Answer:
One possible equation is [tex]f(x) = (x + 3)\, (x - 5)[/tex], which is equivalent to [tex]f(x) = x^{2} - 2\, x - 15[/tex].
Step-by-step explanation:
The factor theorem states that if [tex]x = x_{0}[/tex] (where [tex]x_{0}[/tex] is a constant) is a root of a function, [tex](x - x_{0})[/tex] would be a factor of that function.
The question states that [tex](-3,\, 0)[/tex] and [tex](5,\, 0)[/tex] are [tex]x[/tex]-intercepts of this function. In other words, [tex]x = -3[/tex] and [tex]x = 5[/tex] would both set the value of this quadratic function to [tex]0[/tex]. Thus, [tex]x = -3\![/tex] and [tex]x = 5\![/tex] would be two roots of this function.
By the factor theorem, [tex](x - (-3))[/tex] and [tex](x - 5)[/tex] would be two factors of this function.
Because the function in this question is quadratic, [tex](x - (-3))[/tex] and [tex](x - 5)[/tex] would be the only two factors of this function. In other words, for some constant [tex]a[/tex] ([tex]a \ne 0[/tex]):
[tex]f(x) = a\, (x - (-3))\, (x - 5)[/tex].
Simplify to obtain:
[tex]f(x) = a\, (x + 3)\, (x - 5)[/tex].
Expand this expression to obtain:
[tex]f(x) = a\, (x^{2} - 2\, x - 15)[/tex].

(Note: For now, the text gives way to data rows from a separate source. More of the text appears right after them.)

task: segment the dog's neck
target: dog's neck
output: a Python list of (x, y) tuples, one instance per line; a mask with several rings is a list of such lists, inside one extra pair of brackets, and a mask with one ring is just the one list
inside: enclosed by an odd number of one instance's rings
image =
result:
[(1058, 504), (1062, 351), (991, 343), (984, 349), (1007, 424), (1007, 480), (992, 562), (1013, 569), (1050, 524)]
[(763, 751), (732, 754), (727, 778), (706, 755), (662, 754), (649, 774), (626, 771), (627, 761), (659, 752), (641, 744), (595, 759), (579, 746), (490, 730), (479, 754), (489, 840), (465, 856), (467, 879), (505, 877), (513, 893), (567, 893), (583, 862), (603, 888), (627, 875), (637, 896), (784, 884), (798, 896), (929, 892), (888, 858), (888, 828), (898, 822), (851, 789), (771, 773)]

(Quadratic functions are polynomials of degree two. If this function has any factor other than [tex](x - (-3))[/tex] and [tex](x - 5)[/tex], expanding the expression would give a polynomial of degree at least three- not quadratic.)
Every non-zero value of [tex]a[/tex] corresponds to a distinct quadratic function with [tex]x[/tex]-intercepts [tex](-3,\, 0)[/tex] and [tex](5,\, 0)[/tex]. For example, with [tex]a = 1[/tex]:
[tex]f(x) = (x + 3)\, (x - 5)[/tex], or equivalently,
[tex]f(x) = x^{2} - 2\, x - 15[/tex].